MÜFREDATI KAPLAYAN LİBERAL İKTİSAT
Türkiye Üniversite Öğrencileri Bağımsız İktisat Kongresi’nin (TÜÖBİK) yaklaşmasıyla birlikte size biraz Siyasal Bilgiler Fakültesi’nin İktisat bölümünde birinci sınıftaki konu işlenişinden bahsedeceğim. Bize anlatılan konular, okutulan kitaplar basbayağı liberal iktisattır; derslerde açıkça kapitalistlerin cebini düşündüğü ifade edilir. Birkaç soru üzerinden düşünelim: Kârı arttırmak, piyasayı dengede tutmak için her yol mübah mıdır? Peki, piyasada “bir şekilde” ortaya çıkan bu kâr kimin cebine gidiyor? Tüketicinin mi, malı üreten işçinin mi? Bu kâr, artı-değer sömürüsüyle “girişimcilik” veya “sermaye sahipliği” adı altında kapitalistlere gidiyor. Liberal iktisat bu canlı emek sömürüsüne kılıf uyduruyor ve derslerde ne emek sömürüsünden ne de insanların insanca yaşayabileceği koşulların durumundan söz ediliyor. Üretilen malların bölüşümün eşit olmaması gerektiğini savunuluyor. Malların fiyatının piyasa tarafından belirlenmesi gerektiği ve devletin duruma el atmasına şiddetle karşı çıkılsa da bu durumun sadece teoride olduğu ve pratikte sorunlarla karşı karşıya kalındığı da kabul ediliyor. Biz öğrenciler olarak tüm bu söylenenlere inanıp tek tip ve bir grup azınlığın çıkarını savunan bir iktisat anlayışına yedeklenen bireyler olmayacak ve başka fikirleri de araştırıp tartışacağız. TÜÖBİK tam da bunun için var. “Varsayalım ki öğrenciler bir iktisat kongresi yapıyor” başlığıyla yola çıkıp öğrencilerin dünya, ekonomi, piyasa, emek gibi konular hakkında konuştuğu bir kongre.

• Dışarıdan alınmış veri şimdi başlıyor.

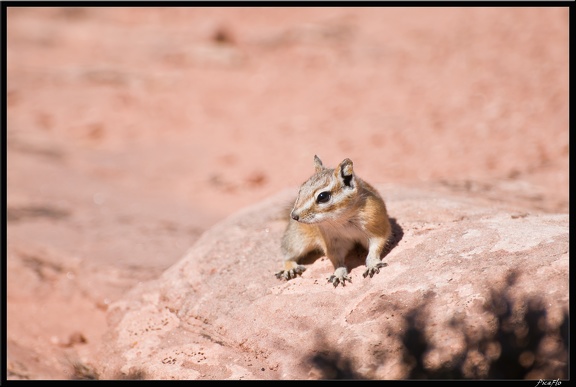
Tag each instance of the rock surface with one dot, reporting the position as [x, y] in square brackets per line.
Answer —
[470, 290]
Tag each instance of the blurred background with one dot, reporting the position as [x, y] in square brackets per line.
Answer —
[132, 130]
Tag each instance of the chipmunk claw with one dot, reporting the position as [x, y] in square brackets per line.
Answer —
[375, 269]
[291, 273]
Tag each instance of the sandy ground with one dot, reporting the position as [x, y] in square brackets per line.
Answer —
[132, 130]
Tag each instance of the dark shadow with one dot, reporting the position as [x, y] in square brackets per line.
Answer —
[522, 346]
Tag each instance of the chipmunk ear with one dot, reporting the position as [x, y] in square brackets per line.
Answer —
[345, 173]
[318, 164]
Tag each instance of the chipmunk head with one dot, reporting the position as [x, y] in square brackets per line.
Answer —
[326, 195]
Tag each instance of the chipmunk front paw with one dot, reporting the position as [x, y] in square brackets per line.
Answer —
[372, 269]
[291, 273]
[340, 276]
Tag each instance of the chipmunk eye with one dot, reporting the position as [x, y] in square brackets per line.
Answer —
[323, 197]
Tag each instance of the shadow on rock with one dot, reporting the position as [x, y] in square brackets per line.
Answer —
[522, 346]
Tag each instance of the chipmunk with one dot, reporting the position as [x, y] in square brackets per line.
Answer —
[333, 212]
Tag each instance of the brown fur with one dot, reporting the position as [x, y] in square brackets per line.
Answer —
[354, 213]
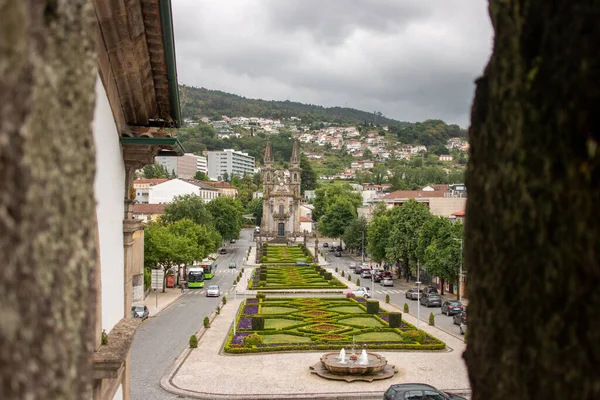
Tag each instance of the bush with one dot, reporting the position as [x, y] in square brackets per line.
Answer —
[193, 341]
[258, 323]
[395, 320]
[372, 306]
[252, 340]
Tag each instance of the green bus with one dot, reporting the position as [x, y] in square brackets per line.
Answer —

NEDEN BİR İKTİSAT KONGRESİ GEREKLİ?
Böyle bir kongre neden gerekli? Alternatif bir iktisat tartışması yürütmek neden bu kadar önemli? Çünkü öğrencilerin buna ihtiyacı var. Hepimiz aynı dersi görmemize rağmen aramızda konuştuğumuzda bile herkesin bambaşka fikirleri olduğunu görüyorum. Ekonomik sorunların çözümleri için farklı öneriler sunuluyor ve farklı fikirler tartışılıyor. Demek ki okulda gördüğümüz eğitim kafamızdaki ekonomi soruları için yeterli gelmiyor ve bizleri tatmin etmiyor. Online eğitimle birlikte tartışma alanımız da gittikçe daralıyor. Derslerde konuları zor yetiştirdiğimiz için haliyle herhangi bir tartışma ortamı olmuyor. Derslerde güncel ekonomik sorunlardan bahsedilmiyor, sorunların çözümleri yanıtsız bırakılıyor. Öğrenciler tek yönlü düşünmeye itiliyor. Özellikle 1. Sınıf öğrencileri merak edip bu kongreye katılımcı olmak istediler. Derslerde bulamadıkları sorunların çözümlerini bulma isteği ya da en azından bunu farklı yönlerden tartışma isteği en büyük sebep olabilir. Bize yılın başından beri empoze edilen mülkiyeli damgasıyla ülkenin geleceğinde bir şeyler değiştirme sorumluluğunu yüklüyorlar. Biz halihazırda benimsenmiş bir yönetim anlayışına sahip olursak, sadece bunları öğrenip tartışırsak ülkede bir şeyleri nasıl yoluna koyabiliriz? Bugünlerde, kısıtlı olanaklarla öğrenciler, bu kongrenin bağımsız bir kongre olmasına rağmen kariyer amacı gütmeden sadece sorgulama ve öğrenme çabasıyla bir araya gelmeye çalışıyorlar. Düşüncelerimizi, bilimsel olan ve tek yönlü olmayan bir şekilde tartışmak hem bireysel olarak kendimizi yetiştirmek için hem de gelecekte toplumun yararı açısından önemli.